Stroke is known to induce neurogenesis as a compensatory response to repair brain damage [62]. Intriguingly, miR-744 was detected to be upregulated 3 h after focal cerebral ischemia [63]. The timing of this induction corresponded well with the expression pattern of Npas4 that is seen following experimental stroke. In response to an ischemic event, Npas4 expression is rapidly upregulated and reaches a peak at 1.5 h before being downregulated at 3 h post-stroke [6, 10]. Based on our results, we hypothesize that in addition to the regulation of Npas4 during neural differentiation of mESCs, miR-744 may play a role in regulating Npas4 in the context of ischemic stroke.

It should be noted that although significant phenotypic changes were observed in this study, Npas4 is just one of the targets that miR-744 and miR-244 act upon since it has been predicted that each miRNA is able to regulate hundreds of targets due to the allowance of mismatch base pairing with mRNAs [64]. For example, miR-744 has been predicted to regulate neurogranin (NRGN), a brain-specific postsynaptic calmodulin-binding protein involved in maturation and dendritic remodeling of olfactory bulb tufted cells, during mouse postnatal development [65]. In addition, miR-224 has been predicted to regulate the expression of neuro-oncological ventral antigen 2 (NOVA2), a neuronal factor that regulates splicing of RNAs encoding synaptic functions [66]. Thus, we were unable to exclude the possibility that knockdown of other target genes also contributed to the observed phenotypes. Nevertheless, several lines of evidence suggest that the observed effects are, at least partly, caused by a reduction in Npas4 expression. Firstly, miR-744 and miR-224 were predicted to have only two overlapping targets: Npas4 and the neuronal-specific potassium chloride co-transporter (KCC2), a key molecule in maintaining low chloride concentration in neurons [67]. Secondly, we demonstrated that expression of the Npas4 protein was reduced in stable clones overexpressing either miR-744 or miR-224. Thirdly, the severity of the observed phenotypes was concordant with the level of Npas4 knockdown in each mESC line. Fourthly, the overexpression of either miR-744 or miR-224 resulted in similar phenotypic changes. Finally, a similar phenotype was observed in the same model system when Npas4 expression was specifically reduced using siRNAs [16].

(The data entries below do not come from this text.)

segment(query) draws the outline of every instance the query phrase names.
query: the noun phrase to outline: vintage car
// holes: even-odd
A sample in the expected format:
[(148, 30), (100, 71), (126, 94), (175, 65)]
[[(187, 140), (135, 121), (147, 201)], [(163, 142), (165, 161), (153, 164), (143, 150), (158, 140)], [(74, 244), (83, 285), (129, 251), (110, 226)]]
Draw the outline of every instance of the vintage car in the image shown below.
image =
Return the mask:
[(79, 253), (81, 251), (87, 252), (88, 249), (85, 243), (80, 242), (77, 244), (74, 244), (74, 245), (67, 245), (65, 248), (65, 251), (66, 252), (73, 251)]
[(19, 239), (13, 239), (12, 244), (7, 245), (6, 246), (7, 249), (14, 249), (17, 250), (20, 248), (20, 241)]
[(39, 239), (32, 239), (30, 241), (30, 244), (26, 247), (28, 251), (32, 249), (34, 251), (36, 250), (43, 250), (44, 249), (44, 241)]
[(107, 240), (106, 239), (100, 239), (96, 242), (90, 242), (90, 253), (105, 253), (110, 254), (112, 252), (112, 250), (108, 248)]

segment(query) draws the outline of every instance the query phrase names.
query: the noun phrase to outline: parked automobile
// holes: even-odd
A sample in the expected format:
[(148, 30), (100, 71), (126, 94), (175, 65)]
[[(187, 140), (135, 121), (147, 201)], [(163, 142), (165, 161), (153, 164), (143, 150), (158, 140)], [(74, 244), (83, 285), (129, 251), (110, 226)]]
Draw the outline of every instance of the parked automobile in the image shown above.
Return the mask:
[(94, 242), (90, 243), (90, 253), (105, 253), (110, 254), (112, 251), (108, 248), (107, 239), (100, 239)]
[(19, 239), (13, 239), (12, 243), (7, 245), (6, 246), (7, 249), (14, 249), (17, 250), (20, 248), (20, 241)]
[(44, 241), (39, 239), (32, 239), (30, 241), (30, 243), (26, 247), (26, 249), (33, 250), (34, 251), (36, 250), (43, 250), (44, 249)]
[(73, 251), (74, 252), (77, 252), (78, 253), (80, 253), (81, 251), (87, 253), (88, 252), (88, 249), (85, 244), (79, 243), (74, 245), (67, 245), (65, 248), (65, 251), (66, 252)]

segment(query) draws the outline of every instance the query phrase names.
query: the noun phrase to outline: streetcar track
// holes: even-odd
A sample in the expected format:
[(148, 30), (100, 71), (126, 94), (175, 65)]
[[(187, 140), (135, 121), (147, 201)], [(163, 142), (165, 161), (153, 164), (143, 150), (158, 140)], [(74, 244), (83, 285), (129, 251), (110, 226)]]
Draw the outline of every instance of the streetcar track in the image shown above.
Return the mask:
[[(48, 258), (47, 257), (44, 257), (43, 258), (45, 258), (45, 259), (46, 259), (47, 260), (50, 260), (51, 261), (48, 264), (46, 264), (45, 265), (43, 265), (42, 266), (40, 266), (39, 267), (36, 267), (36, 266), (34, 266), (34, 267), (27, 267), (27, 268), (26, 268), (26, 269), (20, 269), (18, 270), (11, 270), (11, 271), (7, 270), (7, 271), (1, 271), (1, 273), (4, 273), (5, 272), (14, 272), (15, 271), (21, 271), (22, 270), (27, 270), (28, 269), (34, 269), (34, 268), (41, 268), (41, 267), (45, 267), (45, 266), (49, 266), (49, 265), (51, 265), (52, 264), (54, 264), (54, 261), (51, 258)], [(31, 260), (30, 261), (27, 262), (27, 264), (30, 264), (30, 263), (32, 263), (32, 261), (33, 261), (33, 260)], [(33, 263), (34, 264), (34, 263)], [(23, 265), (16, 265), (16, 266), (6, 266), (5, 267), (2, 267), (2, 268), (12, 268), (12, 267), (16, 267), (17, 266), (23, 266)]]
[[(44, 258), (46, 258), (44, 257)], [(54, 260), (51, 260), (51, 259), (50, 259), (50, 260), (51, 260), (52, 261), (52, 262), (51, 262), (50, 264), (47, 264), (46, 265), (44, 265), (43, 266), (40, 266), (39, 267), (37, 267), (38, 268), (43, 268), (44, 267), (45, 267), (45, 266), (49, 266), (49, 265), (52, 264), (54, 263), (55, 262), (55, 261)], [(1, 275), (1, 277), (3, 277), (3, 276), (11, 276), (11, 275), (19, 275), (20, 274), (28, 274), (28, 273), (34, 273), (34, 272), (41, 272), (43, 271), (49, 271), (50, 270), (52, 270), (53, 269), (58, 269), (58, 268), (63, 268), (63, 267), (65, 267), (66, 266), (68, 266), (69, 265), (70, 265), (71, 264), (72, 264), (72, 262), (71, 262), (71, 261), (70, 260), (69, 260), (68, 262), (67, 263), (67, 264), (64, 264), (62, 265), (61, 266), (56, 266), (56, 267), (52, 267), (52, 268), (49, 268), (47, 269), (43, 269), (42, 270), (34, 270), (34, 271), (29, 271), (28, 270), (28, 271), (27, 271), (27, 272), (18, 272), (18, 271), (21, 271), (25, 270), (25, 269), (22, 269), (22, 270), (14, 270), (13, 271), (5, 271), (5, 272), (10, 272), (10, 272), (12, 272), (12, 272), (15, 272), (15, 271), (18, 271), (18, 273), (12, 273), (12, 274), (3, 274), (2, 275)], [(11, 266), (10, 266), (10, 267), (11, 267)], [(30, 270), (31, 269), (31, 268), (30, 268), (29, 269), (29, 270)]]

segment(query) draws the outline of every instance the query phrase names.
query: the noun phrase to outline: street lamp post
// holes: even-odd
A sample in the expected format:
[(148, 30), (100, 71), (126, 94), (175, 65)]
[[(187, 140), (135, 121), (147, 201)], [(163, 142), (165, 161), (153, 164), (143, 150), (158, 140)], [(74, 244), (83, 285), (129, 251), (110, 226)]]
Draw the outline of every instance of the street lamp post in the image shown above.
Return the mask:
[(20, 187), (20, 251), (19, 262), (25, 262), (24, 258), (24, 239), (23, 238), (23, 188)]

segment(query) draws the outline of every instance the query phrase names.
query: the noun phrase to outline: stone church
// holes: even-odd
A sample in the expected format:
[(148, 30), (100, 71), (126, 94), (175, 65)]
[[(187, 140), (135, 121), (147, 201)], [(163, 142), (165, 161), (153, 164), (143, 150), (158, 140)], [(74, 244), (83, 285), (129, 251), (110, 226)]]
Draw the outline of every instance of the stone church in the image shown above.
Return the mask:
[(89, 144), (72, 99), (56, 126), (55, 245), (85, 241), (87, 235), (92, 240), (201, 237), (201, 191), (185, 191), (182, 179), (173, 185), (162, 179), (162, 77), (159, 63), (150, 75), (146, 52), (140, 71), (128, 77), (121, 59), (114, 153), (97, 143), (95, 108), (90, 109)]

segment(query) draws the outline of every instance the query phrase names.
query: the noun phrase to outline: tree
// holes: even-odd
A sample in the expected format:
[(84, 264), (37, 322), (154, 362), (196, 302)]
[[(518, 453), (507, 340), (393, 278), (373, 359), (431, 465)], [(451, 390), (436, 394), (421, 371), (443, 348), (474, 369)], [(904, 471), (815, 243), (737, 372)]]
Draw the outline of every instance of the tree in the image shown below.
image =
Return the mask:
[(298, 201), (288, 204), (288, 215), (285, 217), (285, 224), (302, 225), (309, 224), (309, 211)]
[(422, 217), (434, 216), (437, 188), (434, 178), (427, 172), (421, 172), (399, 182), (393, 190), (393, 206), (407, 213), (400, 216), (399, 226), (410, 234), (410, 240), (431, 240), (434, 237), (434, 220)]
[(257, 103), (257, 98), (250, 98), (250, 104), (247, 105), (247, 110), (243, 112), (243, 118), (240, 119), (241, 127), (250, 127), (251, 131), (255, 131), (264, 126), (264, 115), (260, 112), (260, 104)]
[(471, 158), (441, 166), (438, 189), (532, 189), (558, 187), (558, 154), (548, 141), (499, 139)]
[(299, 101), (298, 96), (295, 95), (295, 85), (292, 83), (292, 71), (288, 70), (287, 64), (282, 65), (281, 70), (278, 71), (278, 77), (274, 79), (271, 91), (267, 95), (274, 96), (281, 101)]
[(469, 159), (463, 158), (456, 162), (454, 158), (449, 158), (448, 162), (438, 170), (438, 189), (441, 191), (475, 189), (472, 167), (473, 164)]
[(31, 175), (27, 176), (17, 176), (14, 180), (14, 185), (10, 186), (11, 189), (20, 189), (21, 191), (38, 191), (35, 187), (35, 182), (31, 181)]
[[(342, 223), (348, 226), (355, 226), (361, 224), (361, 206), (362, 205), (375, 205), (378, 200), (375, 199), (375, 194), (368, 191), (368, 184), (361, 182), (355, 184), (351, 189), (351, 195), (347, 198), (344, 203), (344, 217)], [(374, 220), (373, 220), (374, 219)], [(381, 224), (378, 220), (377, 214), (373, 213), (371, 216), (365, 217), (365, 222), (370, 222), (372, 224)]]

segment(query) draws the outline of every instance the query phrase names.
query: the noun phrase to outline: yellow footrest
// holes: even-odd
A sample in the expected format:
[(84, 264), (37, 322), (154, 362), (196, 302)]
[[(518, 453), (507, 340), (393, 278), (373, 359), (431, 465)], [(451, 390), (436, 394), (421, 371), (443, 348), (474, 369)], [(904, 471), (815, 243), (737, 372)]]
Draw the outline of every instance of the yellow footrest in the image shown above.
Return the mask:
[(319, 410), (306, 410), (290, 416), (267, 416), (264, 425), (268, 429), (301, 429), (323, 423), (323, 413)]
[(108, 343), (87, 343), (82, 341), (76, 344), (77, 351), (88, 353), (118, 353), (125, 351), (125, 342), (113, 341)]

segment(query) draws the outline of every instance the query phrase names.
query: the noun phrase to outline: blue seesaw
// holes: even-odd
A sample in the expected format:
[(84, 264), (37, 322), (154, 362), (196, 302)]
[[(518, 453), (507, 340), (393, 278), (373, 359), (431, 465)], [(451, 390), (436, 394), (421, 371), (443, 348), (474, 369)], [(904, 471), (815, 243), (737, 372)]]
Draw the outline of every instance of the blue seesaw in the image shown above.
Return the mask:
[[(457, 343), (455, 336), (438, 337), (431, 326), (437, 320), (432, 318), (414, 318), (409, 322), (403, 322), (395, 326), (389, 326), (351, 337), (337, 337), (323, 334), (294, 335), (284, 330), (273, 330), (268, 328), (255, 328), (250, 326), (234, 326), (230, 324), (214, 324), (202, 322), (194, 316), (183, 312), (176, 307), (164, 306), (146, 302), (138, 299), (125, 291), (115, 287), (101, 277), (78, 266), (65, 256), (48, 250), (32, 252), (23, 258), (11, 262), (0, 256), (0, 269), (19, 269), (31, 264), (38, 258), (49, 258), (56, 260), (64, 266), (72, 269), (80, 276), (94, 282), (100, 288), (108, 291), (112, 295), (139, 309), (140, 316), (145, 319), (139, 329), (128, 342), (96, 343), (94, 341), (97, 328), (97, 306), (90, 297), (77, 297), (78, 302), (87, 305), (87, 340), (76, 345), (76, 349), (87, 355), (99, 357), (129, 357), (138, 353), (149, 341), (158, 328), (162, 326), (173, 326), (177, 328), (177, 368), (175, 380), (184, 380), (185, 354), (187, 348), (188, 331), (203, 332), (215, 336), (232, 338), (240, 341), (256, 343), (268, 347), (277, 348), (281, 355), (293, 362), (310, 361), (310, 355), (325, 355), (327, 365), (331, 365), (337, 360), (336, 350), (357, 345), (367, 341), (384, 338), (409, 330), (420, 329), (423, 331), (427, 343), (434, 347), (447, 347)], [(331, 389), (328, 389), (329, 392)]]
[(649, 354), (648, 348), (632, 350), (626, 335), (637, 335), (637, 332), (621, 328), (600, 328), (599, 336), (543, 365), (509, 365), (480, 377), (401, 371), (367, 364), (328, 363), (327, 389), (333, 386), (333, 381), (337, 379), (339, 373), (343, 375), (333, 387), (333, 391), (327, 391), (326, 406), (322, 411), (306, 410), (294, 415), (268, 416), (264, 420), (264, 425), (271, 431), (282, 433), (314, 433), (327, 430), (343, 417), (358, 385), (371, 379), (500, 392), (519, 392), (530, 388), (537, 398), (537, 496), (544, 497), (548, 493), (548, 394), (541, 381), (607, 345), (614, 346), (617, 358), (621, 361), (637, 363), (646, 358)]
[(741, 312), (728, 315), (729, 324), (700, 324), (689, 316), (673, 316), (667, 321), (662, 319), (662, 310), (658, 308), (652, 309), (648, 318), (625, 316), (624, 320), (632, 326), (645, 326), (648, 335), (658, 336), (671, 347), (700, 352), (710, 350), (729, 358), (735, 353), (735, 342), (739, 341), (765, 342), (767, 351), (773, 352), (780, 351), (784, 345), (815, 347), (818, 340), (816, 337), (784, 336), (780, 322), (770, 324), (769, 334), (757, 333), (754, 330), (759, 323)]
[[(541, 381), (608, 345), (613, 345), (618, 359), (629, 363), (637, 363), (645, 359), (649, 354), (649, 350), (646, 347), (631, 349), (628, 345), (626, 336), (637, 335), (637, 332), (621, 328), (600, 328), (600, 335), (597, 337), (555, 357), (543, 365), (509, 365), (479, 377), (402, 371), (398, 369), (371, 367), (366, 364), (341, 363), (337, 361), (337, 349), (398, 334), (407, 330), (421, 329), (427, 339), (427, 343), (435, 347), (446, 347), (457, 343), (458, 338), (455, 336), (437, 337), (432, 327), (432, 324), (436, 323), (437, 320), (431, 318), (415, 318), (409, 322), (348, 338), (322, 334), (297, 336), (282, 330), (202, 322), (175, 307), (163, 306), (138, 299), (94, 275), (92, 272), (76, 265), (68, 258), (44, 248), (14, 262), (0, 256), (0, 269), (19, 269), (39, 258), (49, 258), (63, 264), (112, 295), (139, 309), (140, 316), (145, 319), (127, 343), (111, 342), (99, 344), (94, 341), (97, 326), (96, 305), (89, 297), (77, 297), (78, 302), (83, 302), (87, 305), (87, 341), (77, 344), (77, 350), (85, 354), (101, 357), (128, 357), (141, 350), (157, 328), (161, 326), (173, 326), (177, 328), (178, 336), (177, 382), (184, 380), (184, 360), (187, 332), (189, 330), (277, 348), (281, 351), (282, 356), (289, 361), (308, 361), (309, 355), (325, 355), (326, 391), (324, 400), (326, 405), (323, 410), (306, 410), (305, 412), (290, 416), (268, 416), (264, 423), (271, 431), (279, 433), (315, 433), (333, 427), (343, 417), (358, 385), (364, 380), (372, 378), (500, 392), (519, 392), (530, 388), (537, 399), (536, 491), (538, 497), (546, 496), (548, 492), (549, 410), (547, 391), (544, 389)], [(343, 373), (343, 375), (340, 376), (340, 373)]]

In summary, we have identified two differentially expressed miRNAs, miR-744 and miR-224, that were able to significantly reduce reporter gene activity by targeting the 3’UTR of Npas4 mRNA. Notably, a synergistic effect between the two miRNAs was also observed. More importantly, ectopic expression of either of these miRNAs during neural differentiation of mESCs resulted in downregulation of endogenous Npas4 expression. Subsequent functional analysis showed that overexpression of miR-744 or miR-224 delayed early neural differentiation but was not sufficient to prevent commitment of mESCs to a neural fate. In addition, we have also demonstrated an effect of miR-774 or miR-224 overexpression on inhibitory but not excitatory neuron differentiation and neurite outgrowth. Interestingly, the severity of these effects was correlated with the level of Npas4 silencing. Based on these findings, we hypothesize that Npas4 plays a key role in neuronal specification and maturation during neural differentiation of mESCs. Given that neuropsychiatric diseases such as autism and schizophrenia have been associated with various neurodevelopmental abnormalities from neurogenesis to neuronal migration and integration [68], knowledge of the molecular mechanisms underlying Npas4 regulation through miRNAs may provide insight toward the development of new therapeutic strategies for the treatment of these neurodegenerative conditions.